思わず駆け寄ってその腕を両手でつかんでしまいました。オリヴィエ様はびっくりされてわたしを見て、わたしもわたしにびっくりしました。びっくりついでに聞いてしまいました。
「あの、オリヴィエ様、こちらに来るとき、リシャール殿下からなにか言われましたか?」
見開かれた紫の瞳がわたしをまっすぐに見ています。わたしもその視線に返しました。少しの沈黙が落ちて、オリヴィエ様は「とくに、なにも。がんばってくるようにとの、激励などはもちろんあったが」と答えてくれました。
「反対とか、されなかったです?」
「なぜ? 私はラファエル国王陛下の名代として、またリシャール殿下の推薦の元にこうして来ている。反対されるわけがない」
はっきりとしたその言葉に、わたしは脱力するような気持ちになりました。違う。やっぱり違う。リシャールシナリオであれば、和平協議の場に招かれること自体が罠ではないかと疑ったリシャールによって、オリヴィエ様を引き留めるというシーンがある。それが、生じなかった。わたしは半分ほっとして半分ものすごく不安で、オリヴィエ様の腕をぎゅっとしました。
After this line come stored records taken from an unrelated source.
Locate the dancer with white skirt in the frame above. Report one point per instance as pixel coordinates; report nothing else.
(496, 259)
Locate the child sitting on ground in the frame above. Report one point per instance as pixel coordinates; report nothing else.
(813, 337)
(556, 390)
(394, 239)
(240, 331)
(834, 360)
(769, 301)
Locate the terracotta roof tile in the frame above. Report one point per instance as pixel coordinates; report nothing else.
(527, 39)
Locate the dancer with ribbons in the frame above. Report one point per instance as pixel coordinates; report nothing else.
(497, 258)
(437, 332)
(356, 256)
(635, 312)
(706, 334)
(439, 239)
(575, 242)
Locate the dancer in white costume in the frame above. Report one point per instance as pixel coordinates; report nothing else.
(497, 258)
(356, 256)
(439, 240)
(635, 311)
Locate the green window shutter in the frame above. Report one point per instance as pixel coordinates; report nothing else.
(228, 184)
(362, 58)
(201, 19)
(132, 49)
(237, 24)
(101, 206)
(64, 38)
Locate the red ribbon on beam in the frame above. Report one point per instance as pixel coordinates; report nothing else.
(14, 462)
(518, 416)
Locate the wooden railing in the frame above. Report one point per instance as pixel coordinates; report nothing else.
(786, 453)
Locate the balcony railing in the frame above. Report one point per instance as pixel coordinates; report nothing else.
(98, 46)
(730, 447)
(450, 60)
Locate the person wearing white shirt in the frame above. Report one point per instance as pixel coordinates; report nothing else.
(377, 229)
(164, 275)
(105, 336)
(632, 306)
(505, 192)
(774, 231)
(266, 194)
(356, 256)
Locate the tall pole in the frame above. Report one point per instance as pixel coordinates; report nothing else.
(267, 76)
「和平協議が終わったら……今日、公使館に帰ってから、お願いがあるんです。お話聞いてくださいますか」
オリヴィエ様はじっとわたしをご覧になって、ひとことはっきりと「わかった」とうなずいてくださいました。泣きそうになりました。
そして、そのとき。
どうん。大きな音と振動がありました。直下型地震じゃないかと思う、衝き上げるような縦揺れです。わたしは転けそうになって、オリヴィエ様に抱きかかえられました。ミュラさんも駆け寄ってきて、あたりを見回します。なに、なにがあったの? 廊下は一気に騒然として、メイドさんがしゃがんでおびえていたり、侍従さんたちが走り回って叫んだりしていました。
「どうした、なにがあった?」
ミュラさんがそのうちのひとりを捕まえて尋ねます。